Tensa, subo o degrau e me deparo, espantada, com a cara do pai de Aninha. Inchada, amarela, uma fita prendendo o queixo até a cabeça, nacos de algodão enfiados no nariz, que nem uma assombração. Fujo de lá correndo, branca como as velas que ardiam, atordoada com o ambiente depressivo que nunca havia vivido, apavorada com a imagem do “defunto”. Submergida pela feiura da morte, em disparada corro chorosa para a minha casa. No caminho encontro o meu pai conversando com um amigo. Aliviada agarro-me a esta proteção.
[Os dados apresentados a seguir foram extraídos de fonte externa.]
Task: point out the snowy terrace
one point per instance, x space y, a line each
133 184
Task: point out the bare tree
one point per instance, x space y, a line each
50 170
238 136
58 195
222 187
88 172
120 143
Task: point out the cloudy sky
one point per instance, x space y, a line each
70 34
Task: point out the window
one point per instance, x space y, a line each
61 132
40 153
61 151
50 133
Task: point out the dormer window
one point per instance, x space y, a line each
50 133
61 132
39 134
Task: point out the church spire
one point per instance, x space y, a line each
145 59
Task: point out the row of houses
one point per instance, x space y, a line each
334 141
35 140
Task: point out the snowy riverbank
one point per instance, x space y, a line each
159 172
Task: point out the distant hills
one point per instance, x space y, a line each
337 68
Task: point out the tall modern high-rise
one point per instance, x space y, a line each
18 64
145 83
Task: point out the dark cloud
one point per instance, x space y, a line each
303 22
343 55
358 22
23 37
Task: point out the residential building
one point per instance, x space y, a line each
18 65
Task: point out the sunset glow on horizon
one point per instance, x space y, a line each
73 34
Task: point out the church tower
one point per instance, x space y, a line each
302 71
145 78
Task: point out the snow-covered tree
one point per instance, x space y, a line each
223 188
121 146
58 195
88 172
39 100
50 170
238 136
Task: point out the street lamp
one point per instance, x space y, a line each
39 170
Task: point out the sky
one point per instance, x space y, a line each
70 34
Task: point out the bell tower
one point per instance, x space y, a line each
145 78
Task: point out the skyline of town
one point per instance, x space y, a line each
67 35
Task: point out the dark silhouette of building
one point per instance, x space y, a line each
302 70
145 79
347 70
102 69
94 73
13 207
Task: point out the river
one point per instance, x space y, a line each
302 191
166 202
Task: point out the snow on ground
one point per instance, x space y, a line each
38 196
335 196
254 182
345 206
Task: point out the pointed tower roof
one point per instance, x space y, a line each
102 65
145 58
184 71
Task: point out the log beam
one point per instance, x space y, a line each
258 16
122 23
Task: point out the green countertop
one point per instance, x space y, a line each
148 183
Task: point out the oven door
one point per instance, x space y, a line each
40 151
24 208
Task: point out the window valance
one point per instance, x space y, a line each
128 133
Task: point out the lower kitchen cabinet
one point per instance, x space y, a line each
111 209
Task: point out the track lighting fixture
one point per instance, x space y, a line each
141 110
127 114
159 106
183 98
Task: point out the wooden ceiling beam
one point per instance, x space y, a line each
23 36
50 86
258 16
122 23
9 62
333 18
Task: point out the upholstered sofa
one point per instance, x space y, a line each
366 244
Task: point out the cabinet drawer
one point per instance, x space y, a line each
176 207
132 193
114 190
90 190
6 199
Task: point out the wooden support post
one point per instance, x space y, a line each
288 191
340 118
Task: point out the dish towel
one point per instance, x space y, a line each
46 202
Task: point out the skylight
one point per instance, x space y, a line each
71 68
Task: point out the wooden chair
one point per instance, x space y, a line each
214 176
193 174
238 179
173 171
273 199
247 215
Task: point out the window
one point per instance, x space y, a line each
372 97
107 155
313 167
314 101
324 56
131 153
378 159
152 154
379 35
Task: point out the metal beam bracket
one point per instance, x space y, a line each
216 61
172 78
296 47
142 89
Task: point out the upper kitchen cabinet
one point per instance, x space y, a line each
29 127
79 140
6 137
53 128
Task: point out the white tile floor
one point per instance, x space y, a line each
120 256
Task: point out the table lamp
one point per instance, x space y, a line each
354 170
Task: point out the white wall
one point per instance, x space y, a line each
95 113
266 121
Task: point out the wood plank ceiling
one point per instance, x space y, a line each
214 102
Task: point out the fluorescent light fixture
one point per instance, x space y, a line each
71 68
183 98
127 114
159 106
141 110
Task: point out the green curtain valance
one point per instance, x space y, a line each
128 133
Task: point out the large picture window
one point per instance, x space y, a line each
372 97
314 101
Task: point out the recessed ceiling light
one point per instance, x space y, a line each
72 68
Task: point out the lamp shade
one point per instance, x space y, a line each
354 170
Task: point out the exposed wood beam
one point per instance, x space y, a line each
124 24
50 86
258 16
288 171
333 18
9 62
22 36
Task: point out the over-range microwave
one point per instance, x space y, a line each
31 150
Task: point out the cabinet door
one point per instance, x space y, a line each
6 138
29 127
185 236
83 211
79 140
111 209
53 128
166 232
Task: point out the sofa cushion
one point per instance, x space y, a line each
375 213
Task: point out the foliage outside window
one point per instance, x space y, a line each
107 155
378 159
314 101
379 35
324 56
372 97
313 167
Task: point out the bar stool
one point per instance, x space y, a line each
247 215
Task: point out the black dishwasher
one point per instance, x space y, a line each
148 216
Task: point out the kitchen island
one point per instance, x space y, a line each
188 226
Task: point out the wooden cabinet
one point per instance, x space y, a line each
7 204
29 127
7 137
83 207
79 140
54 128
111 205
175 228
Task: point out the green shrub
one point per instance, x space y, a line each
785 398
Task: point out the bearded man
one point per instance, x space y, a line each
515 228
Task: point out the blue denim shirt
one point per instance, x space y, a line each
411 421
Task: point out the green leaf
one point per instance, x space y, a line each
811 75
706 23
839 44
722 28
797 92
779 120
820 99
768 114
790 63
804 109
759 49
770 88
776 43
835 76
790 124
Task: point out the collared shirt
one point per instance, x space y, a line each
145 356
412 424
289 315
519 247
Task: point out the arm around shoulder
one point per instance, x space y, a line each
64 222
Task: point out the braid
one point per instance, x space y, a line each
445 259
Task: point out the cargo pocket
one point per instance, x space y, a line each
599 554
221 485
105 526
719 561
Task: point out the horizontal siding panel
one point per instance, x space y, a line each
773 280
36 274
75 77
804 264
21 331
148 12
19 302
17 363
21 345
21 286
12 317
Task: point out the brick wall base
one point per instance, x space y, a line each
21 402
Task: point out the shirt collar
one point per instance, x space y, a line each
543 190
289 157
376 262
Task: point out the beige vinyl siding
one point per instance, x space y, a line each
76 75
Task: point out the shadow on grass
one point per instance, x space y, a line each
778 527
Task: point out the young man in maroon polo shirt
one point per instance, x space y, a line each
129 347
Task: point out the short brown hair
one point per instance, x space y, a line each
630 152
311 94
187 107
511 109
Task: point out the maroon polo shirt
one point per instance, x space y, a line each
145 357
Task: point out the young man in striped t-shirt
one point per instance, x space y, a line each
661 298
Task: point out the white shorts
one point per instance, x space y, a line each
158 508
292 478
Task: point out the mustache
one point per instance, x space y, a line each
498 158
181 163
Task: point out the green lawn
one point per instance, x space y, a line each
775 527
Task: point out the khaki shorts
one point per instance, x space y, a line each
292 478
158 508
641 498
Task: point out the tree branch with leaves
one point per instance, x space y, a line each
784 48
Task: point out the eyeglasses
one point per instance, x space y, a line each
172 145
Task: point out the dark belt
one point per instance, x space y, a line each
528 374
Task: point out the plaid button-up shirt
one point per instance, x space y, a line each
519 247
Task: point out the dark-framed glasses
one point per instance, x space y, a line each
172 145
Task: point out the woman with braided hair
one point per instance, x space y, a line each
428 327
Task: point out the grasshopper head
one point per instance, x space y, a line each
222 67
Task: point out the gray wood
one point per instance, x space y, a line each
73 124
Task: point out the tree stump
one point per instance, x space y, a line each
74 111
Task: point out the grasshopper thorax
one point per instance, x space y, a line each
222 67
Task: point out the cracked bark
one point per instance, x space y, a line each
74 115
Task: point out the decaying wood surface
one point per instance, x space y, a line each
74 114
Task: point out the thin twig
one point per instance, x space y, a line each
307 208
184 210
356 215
Atônito com a presença da filha pálida, em lágrimas, sozinha na rua, guarda-me em seus braços e vira-se ao amigo para se despedir e neste momento é que começa o drama maior...
Abraçada desesperadamente ao meu pai, encolhendo-me do contato da mão do tal amigo que vinha enorme e carinhosa em minha direção, grito e choro apavoradamente, repetindo sem parar, aos berros: ”valha-me Deus!...Valha-me Deus!... Valha-me Deus!” (como ouvia dos trabalhadores da minha casa).
O amigo aproxima-se mais ainda e acaricia meus cabelos na tentativa de ajudar a acalmar essa criança tresloucada e, aí, o mal fica ainda pior... Começo a berrar descontroladamente: o “defunto”! O “defunto” veio me pegar! O “defunto” veio me pegar!
Compreenderam. O amigo do meu pai era, justamente, o irmão gêmeo idêntico, do pai de Aninha, o coitado do tal "defunto".
OBS: um acontecimento verídico da minha infância.